Maalouf, el exilio y las estatuas


Juan Cruz viajó a la isla de Yeu, en el Atlántico francés, donde murió el mariscal Petain y donde vive su exilio el escritor libanés Amin Maalouf. El autor de Identidades asesinas y Orígenes, reciente Premio Príncipe de Asturias, habló con Cruz, para El País Semanal, sobre los temas de su último libro de ensayos, El desajuste del mundo, y, naturalmente, sobre el exilio, uno de los focos principales de su obra.
Maalouf es el caso raro de exiliado sin nostalgia. Él se siente un extraviado. Se imagina como un “vagabundo doméstico”, que se olvida de sí mismo, “que siempre está alejándose del centro”. No de otra manera podría explicarse su crítica paralela a los nacionalismos del Medio Oriente y al racismo de Occidente o la búsqueda de su doble en Cuba, donde vivió por un tiempo su abuelo, para luego regresar al Líbano, donde nacieron su padre y él.
Sobre Cuba, país que visitó mientras investigaba la trama de su libro, Orígenes, o más específicamente sobre Fidel Castro, habló Amin Maalouf con Juan Cruz:

“Fidel es, por supuesto, muy autócrata; eso lo sabía antes de ir, y lo tenía presente cuando estaba allá, pero lo que yo no sabía antes de ir a Cuba es que él no tiene el hábito de poner su nombre a las calles o a las avenidas, ni de erigir estatuas suyas o publicar sus fotos en carteles.

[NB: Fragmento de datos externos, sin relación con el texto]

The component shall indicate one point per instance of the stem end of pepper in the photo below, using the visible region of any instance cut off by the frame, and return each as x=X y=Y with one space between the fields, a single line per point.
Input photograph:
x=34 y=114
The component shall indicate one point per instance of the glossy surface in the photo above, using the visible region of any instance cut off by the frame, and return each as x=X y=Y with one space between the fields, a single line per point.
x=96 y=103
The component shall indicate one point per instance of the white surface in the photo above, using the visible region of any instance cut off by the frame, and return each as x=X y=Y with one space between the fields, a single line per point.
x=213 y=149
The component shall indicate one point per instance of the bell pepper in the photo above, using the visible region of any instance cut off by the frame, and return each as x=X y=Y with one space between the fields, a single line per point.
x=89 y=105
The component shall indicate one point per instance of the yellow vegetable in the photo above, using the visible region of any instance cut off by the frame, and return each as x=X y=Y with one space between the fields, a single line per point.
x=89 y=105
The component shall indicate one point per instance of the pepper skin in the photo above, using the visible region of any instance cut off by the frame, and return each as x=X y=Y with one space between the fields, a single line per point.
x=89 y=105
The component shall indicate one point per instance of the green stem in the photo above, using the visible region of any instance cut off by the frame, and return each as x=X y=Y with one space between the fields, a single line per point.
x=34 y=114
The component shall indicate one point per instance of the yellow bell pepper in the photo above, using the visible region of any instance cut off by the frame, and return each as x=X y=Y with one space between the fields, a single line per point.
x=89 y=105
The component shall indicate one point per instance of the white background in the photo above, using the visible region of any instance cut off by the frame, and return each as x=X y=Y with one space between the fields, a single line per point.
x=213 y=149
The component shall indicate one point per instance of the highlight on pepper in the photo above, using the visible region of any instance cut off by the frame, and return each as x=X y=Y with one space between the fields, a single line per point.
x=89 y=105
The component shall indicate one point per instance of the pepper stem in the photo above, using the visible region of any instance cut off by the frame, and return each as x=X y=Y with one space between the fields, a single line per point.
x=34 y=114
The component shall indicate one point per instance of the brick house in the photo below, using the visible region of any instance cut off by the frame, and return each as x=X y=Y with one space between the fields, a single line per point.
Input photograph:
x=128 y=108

Inevitablemente, todos los autócratas de la historia son expulsados algún día. La última estatua que vimos derribar fue la de Saddam Husein en Irak, pero hay otros ejemplos, como Stalin, Lenin… En Cuba, sin embargo, cuando se vayan los dos hermanos Castro, no habrá estatuas que destruir. No tendrán que rebautizar avenidas, porque allí se llaman Che Guevara o Allende, pero no hay ninguna llamada Fidel Castro”.

Antes, en Orígenes, Maalouf había anotado:

“Cuando sus sucesores se rebelen contra sus recuerdos, no encontrarán ninguna cerca que tirar abajo ni ninguna gran obra que inaugurar”.